The Customs Museum will open to public again on 1 June 2021 in Susisaari, Suomenlinna. The new exhibition ‘Leaves of Desire – The History of Tobacco and Finnish Customs’ focuses on the more than 400 years of shared history of Finnish Customs and tobacco products. Throughout the years, the Finnish society’s approach to tobacco has varied significantly. This variation has also been evident in the work of Finnish Customs.
Imported to Europe from the Americas, tobacco was initially an expensive luxury product and it was deemed that its import into Finland should be restricted. However, the government soon realised that tobacco could be made into a significant source of tax income for the state. To that end, the production and cultivation of tobacco in Finland was purposefully increased in the 18th century. An industry for the processing of raw tobacco was formed, and it was supported by the state in a variety of ways.
Tobacco generated income
In the 19th century, the tobacco industry was a significant source of income in Finland as well. Production increased in the 20th century, but later the European integration and changes in consumer habits led to a decrease in the production of tobacco products. The last Finnish factories were closed in the early 2000s. After that, all ready-made tobacco products have been imported and the import of raw tobacco has stopped completely.
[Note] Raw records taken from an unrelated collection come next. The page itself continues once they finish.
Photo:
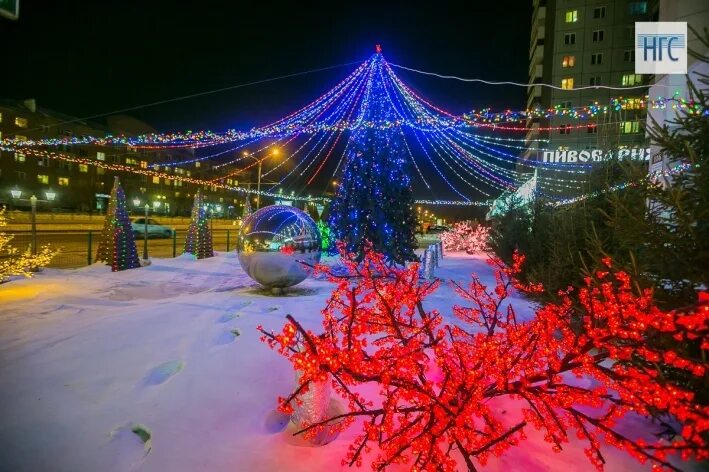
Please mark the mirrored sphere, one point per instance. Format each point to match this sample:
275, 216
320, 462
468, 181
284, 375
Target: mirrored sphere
273, 241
In addition to customs duties, tobacco has been subject to other fees as well, such as consumption and excise taxes. Finnish Customs was often tasked with the collection and supervision of these taxes.
Tobacco and crime
Since the 17th century, tobacco has been smuggled due to a high demand and a will to avoid paying taxes. A particularly large increase in smuggling was seen in the late 1990s and early 2000s – around the same time, the number of Finns who smoked started to decrease. The reason for this was the changes implemented at Finnish borders and the liberalisation of transport. Lately, smuggling snus has been more popular.
Attitudes toward tobacco changed in the late 20th century, when people became more aware of the significant health risks of tobacco. In the 1970s, the health risks became the primary grounds for tobacco’s taxation.
The exhibition recounts the history of tobacco from the 17th century to current day. It showcases old smuggling methods and describes tobacco’s status in Finnish culture at different times. On display are also unique objects borrowed from other museums.
Welcome – the exhibition is open until September in Suomenlinna
In addition to this thematic exhibition, the museum provides information on the general history of Finnish Customs. The Customs Museum is located in the Halmilton – Polhem Curtain in Suomenlinna, at the address Suomenlinna B 20 D, Helsinki The exhibition is open until September. Free admission. Due to the coronavirus situation, we will restrict the number of museum visitors if needed, and visitors must wear a facemask.